As banks have hiked interest rates after RBI’s decision to raise the repo rate to 4.90 per cent in two tranches, it is wise to invest in FDs.
Fixed deposits (FD) are considered trusted financial investments that reduce the adverse effects of market volatility on your savings. As FDs have a flexible tenor, the investor can comfortably plan his/her short to mid-term goals. They are also considered an easy investment option as the eligibility criteria, and the investment process is much easier than other investment methods.
As banks have hiked interest rates after the central bank’s decision to raise the repo rate to 4.90 per cent in two tranches, it is wise to invest in tax-saving FDs.
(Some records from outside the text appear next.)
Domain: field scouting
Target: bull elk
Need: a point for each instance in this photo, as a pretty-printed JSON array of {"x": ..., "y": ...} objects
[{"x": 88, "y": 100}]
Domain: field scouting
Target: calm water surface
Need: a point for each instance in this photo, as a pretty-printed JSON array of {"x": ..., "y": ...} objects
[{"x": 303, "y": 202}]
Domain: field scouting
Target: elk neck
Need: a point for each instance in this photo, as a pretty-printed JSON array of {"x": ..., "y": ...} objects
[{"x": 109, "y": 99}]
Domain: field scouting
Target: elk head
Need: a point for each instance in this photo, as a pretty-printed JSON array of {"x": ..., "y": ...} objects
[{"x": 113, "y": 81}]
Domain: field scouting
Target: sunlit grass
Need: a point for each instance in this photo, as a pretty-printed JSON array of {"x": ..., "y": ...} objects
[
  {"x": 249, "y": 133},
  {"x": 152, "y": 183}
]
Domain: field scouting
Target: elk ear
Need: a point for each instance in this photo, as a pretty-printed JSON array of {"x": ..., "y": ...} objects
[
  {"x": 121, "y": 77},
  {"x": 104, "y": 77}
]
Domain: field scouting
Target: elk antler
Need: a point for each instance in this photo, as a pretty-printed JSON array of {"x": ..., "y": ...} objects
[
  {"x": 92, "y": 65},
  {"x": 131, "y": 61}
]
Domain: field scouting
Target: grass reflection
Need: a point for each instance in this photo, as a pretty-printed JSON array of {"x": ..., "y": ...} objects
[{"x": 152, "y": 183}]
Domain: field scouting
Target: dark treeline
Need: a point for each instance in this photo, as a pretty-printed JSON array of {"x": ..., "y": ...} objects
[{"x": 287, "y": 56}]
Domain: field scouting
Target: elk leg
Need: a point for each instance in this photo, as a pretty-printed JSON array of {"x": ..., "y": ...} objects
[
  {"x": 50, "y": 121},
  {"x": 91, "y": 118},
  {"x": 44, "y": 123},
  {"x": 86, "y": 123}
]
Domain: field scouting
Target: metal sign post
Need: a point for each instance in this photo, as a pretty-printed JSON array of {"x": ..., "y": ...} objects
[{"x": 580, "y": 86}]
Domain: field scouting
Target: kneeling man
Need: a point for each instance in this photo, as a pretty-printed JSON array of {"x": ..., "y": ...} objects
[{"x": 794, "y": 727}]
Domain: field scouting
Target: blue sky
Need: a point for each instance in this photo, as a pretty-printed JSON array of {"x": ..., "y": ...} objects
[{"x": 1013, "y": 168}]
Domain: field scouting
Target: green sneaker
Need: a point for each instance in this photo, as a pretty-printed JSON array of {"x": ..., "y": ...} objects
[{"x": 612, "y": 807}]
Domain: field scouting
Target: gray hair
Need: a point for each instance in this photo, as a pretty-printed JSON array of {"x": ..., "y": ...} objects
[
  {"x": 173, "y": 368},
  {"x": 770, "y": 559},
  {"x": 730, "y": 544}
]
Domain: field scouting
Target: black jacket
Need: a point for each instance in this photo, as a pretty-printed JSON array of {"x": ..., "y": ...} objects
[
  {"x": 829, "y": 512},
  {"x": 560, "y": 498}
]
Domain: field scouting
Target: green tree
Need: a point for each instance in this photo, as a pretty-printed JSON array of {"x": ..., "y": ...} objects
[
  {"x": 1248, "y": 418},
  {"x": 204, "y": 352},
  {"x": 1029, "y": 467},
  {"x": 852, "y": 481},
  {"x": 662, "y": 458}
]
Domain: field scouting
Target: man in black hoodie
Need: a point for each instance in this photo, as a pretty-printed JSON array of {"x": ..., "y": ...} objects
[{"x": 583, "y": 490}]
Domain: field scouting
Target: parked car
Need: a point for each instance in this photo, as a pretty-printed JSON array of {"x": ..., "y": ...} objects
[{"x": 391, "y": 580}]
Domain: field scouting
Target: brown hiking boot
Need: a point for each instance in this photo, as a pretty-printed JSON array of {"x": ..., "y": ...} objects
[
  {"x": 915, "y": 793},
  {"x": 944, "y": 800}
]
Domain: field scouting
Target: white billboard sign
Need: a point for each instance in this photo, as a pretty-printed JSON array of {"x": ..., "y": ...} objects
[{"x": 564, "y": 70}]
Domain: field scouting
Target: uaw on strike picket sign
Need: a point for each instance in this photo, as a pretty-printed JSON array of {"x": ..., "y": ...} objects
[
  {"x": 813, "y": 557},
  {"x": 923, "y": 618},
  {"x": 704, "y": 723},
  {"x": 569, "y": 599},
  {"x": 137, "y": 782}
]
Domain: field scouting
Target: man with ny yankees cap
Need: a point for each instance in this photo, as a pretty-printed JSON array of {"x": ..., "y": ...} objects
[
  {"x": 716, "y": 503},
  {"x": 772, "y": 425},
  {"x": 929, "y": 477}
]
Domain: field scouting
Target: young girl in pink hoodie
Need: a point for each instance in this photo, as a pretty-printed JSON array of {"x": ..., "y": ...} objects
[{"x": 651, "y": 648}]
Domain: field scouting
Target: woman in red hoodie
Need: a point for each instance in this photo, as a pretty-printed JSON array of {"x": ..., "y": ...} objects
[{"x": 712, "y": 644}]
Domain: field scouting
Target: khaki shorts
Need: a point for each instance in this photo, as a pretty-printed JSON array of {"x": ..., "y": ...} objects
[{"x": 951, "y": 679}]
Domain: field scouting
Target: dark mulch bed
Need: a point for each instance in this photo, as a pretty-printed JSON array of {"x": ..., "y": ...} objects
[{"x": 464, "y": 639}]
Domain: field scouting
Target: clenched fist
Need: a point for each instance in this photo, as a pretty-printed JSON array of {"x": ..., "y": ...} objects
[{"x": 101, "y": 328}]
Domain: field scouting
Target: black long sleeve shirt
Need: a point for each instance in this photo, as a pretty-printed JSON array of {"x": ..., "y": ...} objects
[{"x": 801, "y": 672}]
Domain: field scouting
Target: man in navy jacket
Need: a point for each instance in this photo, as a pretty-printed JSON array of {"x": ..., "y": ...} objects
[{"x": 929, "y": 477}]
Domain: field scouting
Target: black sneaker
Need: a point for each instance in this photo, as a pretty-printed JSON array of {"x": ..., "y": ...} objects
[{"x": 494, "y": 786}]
Despite the ease of investing in an FD, it is crucial to note certain things before leaping. Here are some aspects to research before investing in any FD.
While most of us pay close attention to the interest rates on FD, we often ignore considering multiple payout options. These options decide if you will get your interest at the time of maturity or periodically. This depends upon the type of FD you pick.
If you wish to get steady returns on the FD every month, you should opt for the non-cumulative FD to get monthly interest. If you are investing for a bigger future goal, you can go for a cumulative FD.
While most people invest in FDs with long-term objectives, some might have to liquidate their investments before the end of the tenure in emergency cases. Certain banks permit customers to break their FDs prematurely without penalty if they reinvest their savings with the same bank again.
As an investor, it is crucial to check the penalty charges that will be implied in case of premature liquidation of an FD.
If you wish to invest wisely, make sure you keep a check on the things mentioned in the above list. Notably, financial decisions should always be made smartly.